Oozie Compilation and Installation Guidance for Dummies

Step by Step Showing How To Install Oozie For Running Hadoop Jobs

Posted by Susu on October 15, 2019

Before Start

  1. Make sure you have Hadoop installed. If you don’t have one, you can refer this link to install Hadoop.
  2. My current cluster consists of four VMs: master, slave1, slave2, slave3, slave4 on AWS and have installed fully distributed Hadoop-2.6.5 on them.

Necessary Tools and Dependencies

Maven

Download Maven from Maven Download Page.

I download maven to my directory, and using following command to extract it:

tar  -xzvf  apache-maven-3.5.3-bin.tar.gz

then, edit the ~/.bash_profile file:

vim ~/.bash_profile

add the following:

export M2_HOME=/home/ubuntu/apache-maven-3.5.3 
export PATH=$PATH:$M2_HOME/bin

then source it to make it take effect:

source ~/.bash_profile

Then using the command to test whether you have successfully installed maven.

mvn -version

It should show the version information of the maven you have installed.

Install Mysql

First, install mysql server using the following command:

sudo apt-get install mysql-server

During the installation, it requires you to set password for root user, later you have to use this password to login Mysql.

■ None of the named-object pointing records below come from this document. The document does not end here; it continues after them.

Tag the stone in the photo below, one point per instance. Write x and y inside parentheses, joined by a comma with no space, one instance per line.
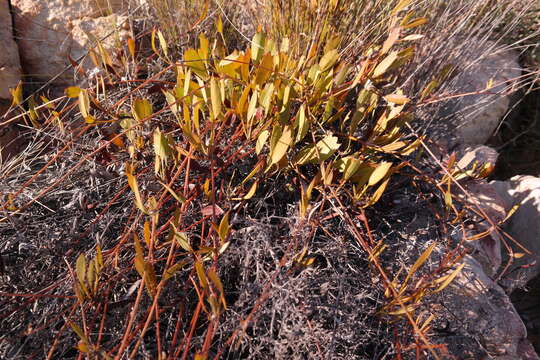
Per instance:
(10,140)
(50,32)
(483,196)
(10,67)
(472,119)
(523,227)
(479,313)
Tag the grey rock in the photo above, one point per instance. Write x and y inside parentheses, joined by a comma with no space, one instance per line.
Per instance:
(523,227)
(484,316)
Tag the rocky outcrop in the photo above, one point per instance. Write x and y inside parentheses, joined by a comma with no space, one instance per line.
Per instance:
(483,323)
(10,68)
(49,33)
(523,227)
(486,83)
(10,75)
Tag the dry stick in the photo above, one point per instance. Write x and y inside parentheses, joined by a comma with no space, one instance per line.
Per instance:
(154,307)
(50,353)
(76,166)
(265,293)
(494,226)
(387,281)
(132,315)
(194,320)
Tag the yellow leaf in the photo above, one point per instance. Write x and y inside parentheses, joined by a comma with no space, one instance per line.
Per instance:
(397,99)
(378,193)
(320,152)
(257,46)
(302,124)
(385,64)
(84,103)
(224,228)
(80,268)
(328,60)
(350,166)
(400,6)
(215,98)
(391,40)
(83,347)
(281,146)
(132,181)
(195,63)
(72,92)
(415,23)
(163,43)
(174,269)
(251,192)
(379,173)
(141,109)
(17,94)
(179,197)
(182,240)
(261,141)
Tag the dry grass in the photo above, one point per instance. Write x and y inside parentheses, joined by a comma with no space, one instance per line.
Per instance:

Then using the following command to install mysql client:

sudo apt install mysql-client

And some dependencies are necessary for using mysql, use the following command to install them:

sudo apt install libmysqlclient-dev

Download Other Necessary Packages

The following packages are required, because of copyright reason, you can find your own way to download these packages online.

  1. ext-2.2.zip
  2. mysql-connector-java-8.0.11.jar
  3. doxia-module-twiki-1.0-alpha-9.2y.jar
  4. pentaho-aggdesigner-algorithm-5.1.5-jhyde.jar
  5. doxia-core-1.0-alpha-9.2y.jar

The first two packages are necessary for Oozie. And the last three packages, I think is optional. But a lot of people recommended to put them in maven’s library, so I put them under the directory of apache-maven-3.5.3/lib/.

Download and Compile Oozie

Download Oozie from its offical website, I am using oozie-4.3.1.

then extract it:

tar -xzvf oozie-4.3.1.tar.gz

then, edit the pom.xml file:

vim pom.xml

Because my Hadoop version is 2.6.5, so I configured the following property to be 2.6.5. You have to change this value to be the corresponding Hadoop version in your cluster.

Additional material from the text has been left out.